Конечно, они всё это нарочно затеяли, чтобы ещё раз, ещё один раз унизить её!.. Она посмотрела на Максима. Он-то за что, зачем унижает её?! Чтобы подчинить? Да, унижают для того, чтобы подчинить...
– Да... да... – повторил Максим, достаточно учтиво, но всё равно как-то уклончиво, будто смазанно как-то...
– Выдай деньги, – сказала она Максиму. А сама сгорала от стыда, потому что они нарочно, нарочно! Они спокойно могли обо всём договориться без неё. Она сидела на кожаной подушке, смотрела на них, слабо подкатывала в горло тошнота. Вдруг она осознала одну чрезвычайно ясную мысль: они издеваются над ней и стремятся подчинить её себе, потому что она ведь нужна им! И она поднялась и вышла из палатки, не сказав им ни слова. Пусть договариваются без неё...

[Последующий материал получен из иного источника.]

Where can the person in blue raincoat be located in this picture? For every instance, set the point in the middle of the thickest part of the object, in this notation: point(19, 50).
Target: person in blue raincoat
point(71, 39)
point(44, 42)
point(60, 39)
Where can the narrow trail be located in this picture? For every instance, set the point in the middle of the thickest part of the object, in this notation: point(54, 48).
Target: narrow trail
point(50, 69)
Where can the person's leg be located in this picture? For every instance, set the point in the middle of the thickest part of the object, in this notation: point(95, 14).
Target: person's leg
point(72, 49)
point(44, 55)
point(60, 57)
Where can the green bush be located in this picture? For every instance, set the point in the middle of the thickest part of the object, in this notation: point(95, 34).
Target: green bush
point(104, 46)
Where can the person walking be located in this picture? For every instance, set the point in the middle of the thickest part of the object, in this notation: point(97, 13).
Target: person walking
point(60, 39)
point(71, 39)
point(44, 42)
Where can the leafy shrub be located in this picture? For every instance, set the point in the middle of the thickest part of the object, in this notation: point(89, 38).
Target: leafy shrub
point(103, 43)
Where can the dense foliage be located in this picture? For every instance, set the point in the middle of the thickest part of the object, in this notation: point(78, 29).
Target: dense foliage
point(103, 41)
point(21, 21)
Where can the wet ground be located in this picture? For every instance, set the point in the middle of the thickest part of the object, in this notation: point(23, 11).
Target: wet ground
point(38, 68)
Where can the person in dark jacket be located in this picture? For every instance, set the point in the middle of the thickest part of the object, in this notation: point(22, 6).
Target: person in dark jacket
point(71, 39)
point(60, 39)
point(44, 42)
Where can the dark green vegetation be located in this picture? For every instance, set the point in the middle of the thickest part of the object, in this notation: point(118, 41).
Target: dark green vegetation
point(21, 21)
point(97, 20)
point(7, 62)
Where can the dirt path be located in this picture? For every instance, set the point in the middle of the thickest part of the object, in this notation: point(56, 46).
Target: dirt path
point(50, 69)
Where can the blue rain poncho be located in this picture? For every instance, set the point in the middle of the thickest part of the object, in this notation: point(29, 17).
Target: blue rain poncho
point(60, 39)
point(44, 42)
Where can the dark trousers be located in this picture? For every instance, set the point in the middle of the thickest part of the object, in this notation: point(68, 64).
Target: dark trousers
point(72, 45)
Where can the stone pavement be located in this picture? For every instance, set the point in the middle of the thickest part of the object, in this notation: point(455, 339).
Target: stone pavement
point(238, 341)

Она пришла к себе и улеглась, натянула одеяло до подбородка. Отпустила на свободу мысли. Мысли тотчас разбежались, оставив где-то в памяти пустую площадь. Потом на этой площади смутно возникли очертания сада и Дидаскалиона. Она и другие девочки выбежали вприпрыжку из ворот. Солнце кинулось в яркие золотые цепочки, браслеты, серьги; позолотило гладкие нежные щёки, тонкие шейки... Смуглые лица засияли улыбками яркими белыми... Никто не любил её. Может быть, Максим любил её, но она не могла бы любить его, и слишком уж он думал о какой-то своей жизни... Почему никто не любил её так, как любил Веронику Деметрий? Почему она не была такой, как Вероника?.. А потом, через много лет, какой-нибудь Плутарх напишет снова о её красоте, которую «нельзя было назвать несравненной или непременно пленяющей любого, кто видел её. Однако, общаясь с ней, невозможно было противиться её очарованию; очаровывали и облик её, и искусство в речах, и пленительное обхождение...» А сколько унижений, Исида Увенчанная! Сколько унижений приходится терпеть, когда им не нужно твоё пленительное обхождение, и твоё очарование, и твоё искусство в речах! И ничего им не нужно! Им нужна какая-то их жизнь; каждому – своя. А кто ты для них? Ступенька, встав на которую, они хотят шагнуть дальше. Кому интересно, больно ли этой ступеньке? Ступенькам больно не бывает! И попробуй сделать больно их ступням, если они обуты в такие крепкие воинские сапоги!..
Неизвестный автор:
«[...] Между тем со дня на день расширялись шанцевые укрепления; все сколько-нибудь ненадёжные части города снабжались «черепахами» и подвижными навесами («мускулами»). Через отверстия в домах пробивали тараном другие ближайшие дома и на том пространстве, которое очищалось после обвала или захватывалось вооружённой силой, постепенно выдвигали вперёд шанцы. Надо сказать, что в пожарном отношении Александрия достаточно безопасна, так как при постройке домов там не применяют ни деревянных перекрытий, ни вообще дерева: они имеют каменные стены и своды и бетонированную или сделанную из каменных плиток крышу. Главной целью Цезаря было отрезать шанцевыми укреплениями и валом от остальной Александрии ту часть города, которую очень суживало находившееся на южной стороне озеро. Так как город разделяется на две части, то Цезарь стремился к тому, чтобы, во-первых, военные действия были подчинены одному плану и единому командованию, далее, чтобы можно было помогать тем, которых будут теснить, и посылать им подкрепления из другой части города; но особенно важно было для него запастись водой и фуражом. Последнего у него отчасти было мало, а отчасти совсем не было, а между тем озеро могло доставлять и то и другое в изобилии.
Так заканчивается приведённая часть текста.